Ball Lightning(60)



*

The success of optical detection of unexcited macro-electrons kindled our hopes for more progress, but turned out only to demonstrate the shallowness of our physics knowledge. After the system’s first success, Lin Yun and I made a beeline for Ding Yi.

“Professor Ding, now we should be able to find the nuclei of macro-atoms!”

“What gives you that impression?”

“We haven’t been able to find them because macro-protons and macro-neutrons aren’t excitable like macro-electrons. But now we can locate bubbles directly by optical means.”

Ding Yi laughed and shook his head, as if forgiving two school pupils for their error. “The primary reason we can’t find macro-atom nuclei isn’t because they aren’t excitable, but because we have no idea what they’re like.”

“What? They’re not bubbles?”

“Who told you they were bubbles? The theory postulates that their shape is completely different from macro-electrons, as different as ice and fire.”

I had a hard time imagining that other forms of macro-particles could be floating around us. It lent an eerie feeling to the surrounding space.

Now we were able to excite ball lightning in the lab. The excitement apparatus started off with a bubble contained inside a superconducting battery. When it was released, it was accelerated in a magnetic field, and then passed through ten separate lightning generators. The total power of the lightning produced by these generators was far greater than that of the arc that excited airborne thunderballs. The amount of lightning to produce was determined by the needs of the experiment.

As for weapons production, what we now needed to know was how to make use of the high target selectivity of the macro-electron’s energy release, the most perplexing, terrifying, and devilish aspect of ball lightning.

Ding Yi said, “It concerns the wave-particle duality of macro-particles. I’ve established a theoretical energy-release model, and have designed an observation experiment that will show you something truly unbelievable. It’s a simple experiment: observe the thunderball’s energy release slowed down by a factor of 1.5 million.”

“1.5 million?”

“That’s right. It’s a crude estimate based on the smallest-volume macro-electron we currently have stored. That’s roughly the factor.”

“But that’s...?36 million frames per second! Where are we going to find recording equipment that’s that fast?” someone asked.

“That’s not my concern,” Ding Yi said, as he lit the pipe he hadn’t touched for some time in a leisurely fashion.

“I’m sure the equipment must exist!” Lin Yun said firmly. “We’ll find it.”

*

When Lin Yun and I entered the laboratory building of the State Defense Optics Institute, our attention was immediately captured by a large photograph in the lobby: a hand holding a gun whose massive barrel was aimed directly at the photographer; red flame light inside the barrel and tendrils of smoke just beginning to issue from it. The most eye-catching focal point of the photo was a ball suspended in front of the gun, coppery and smooth: the bullet that had just been fired.

“This is a high-speed photo taken during the Institute’s early days. It has a temporal resolution of roughly one ten-thousandth of a second. Using today’s standards, it’s just ordinary fast photography, not high-speed photography. You can find that standard of equipment at any specialty camera store,” a director at the Institute said.

“So who was the martyr who snapped the picture?” Lin Yun asked.

The director laughed. “A mirror. The photo was taken using a reflected light system.”

The Institute had convened a small meeting with several engineers. When Lin Yun put forward our request, that we needed ultra-high-speed camera equipment, several of them grimaced.

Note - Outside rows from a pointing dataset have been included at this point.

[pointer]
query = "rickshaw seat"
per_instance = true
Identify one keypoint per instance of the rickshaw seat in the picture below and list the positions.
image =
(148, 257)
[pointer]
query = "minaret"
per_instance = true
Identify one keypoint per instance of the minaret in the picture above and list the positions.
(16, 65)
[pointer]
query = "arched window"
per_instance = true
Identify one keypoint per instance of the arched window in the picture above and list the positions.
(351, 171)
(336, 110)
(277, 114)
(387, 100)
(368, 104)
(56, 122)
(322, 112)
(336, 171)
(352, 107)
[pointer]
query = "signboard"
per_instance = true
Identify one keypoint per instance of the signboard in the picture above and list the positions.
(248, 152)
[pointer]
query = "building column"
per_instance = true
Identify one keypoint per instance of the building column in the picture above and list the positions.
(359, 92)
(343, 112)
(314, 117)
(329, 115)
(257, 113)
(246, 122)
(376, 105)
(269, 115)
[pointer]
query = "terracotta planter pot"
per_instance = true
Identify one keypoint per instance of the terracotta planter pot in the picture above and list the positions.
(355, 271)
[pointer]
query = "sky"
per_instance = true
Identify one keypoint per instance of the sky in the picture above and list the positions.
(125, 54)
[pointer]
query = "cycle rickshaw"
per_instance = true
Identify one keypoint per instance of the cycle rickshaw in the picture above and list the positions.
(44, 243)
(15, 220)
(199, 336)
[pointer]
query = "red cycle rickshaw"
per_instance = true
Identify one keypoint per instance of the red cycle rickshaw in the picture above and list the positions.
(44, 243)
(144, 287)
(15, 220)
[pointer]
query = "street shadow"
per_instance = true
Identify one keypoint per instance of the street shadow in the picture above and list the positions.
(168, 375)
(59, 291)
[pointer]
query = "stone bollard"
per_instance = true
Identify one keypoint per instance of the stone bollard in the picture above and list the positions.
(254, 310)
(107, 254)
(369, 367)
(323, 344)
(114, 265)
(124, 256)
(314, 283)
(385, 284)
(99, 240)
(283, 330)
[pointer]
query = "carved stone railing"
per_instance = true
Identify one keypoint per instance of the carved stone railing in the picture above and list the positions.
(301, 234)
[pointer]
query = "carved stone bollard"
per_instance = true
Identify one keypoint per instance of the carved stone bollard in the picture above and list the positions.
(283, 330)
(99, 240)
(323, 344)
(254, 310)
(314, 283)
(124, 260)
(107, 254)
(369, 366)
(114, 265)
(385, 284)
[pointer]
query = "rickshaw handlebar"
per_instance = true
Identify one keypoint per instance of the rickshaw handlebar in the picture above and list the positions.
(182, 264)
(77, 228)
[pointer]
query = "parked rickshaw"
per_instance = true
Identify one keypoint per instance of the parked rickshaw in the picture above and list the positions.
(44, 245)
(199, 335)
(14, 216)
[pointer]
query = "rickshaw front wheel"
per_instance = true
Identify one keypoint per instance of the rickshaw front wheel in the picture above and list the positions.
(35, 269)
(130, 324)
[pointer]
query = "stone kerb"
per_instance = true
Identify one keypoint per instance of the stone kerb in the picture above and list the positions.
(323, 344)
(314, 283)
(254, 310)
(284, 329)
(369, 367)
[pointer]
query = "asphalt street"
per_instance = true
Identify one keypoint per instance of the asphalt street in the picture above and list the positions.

The director said, “Our ultra-high-speed equipment is still a ways away from international levels. It’s highly unstable in actual operation.”

“Give us an idea of the numbers you require, and we’ll see what we can do,” an engineer said.

Shakily, I told them our number: “We need to take around 36 million frames per second.”

I had imagined they would shake their heads, but to my surprise they burst out laughing. The director said, “After all of that, and what you’re looking for is just an ordinary high-speed camera! Your notion of ultra-high-speed photography is stuck in the fifties. We’re up to as much as four hundred million frames per second now. The top standards at the world level are around six hundred million.”

After we’d relaxed a bit, the director led us on a tour of the Institute. He pointed to a display and said, “What does this look like to you?”

We looked at it a while, and Lin Yun said, “It looks like a slowly blooming flower. But it’s strange—the petals are glowing.”

The director said, “That’s what makes high-speed photography the gentlest of photography. It can turn the most violent of processes gentle and light. What you see is an armor-piercing shell exploding as it strikes its target.” He pointed to a bright yellow stamen in the flower, and said, “See, this ultra-high temperature, ultra-high-speed jet is piercing the armor. This was taken at a rate of around six million frames per second.”

As we neared Lab 2, the director said, “What you’ll see next ought to satisfy your high-speed photography requirements. It shoots at fifty million frames per second.”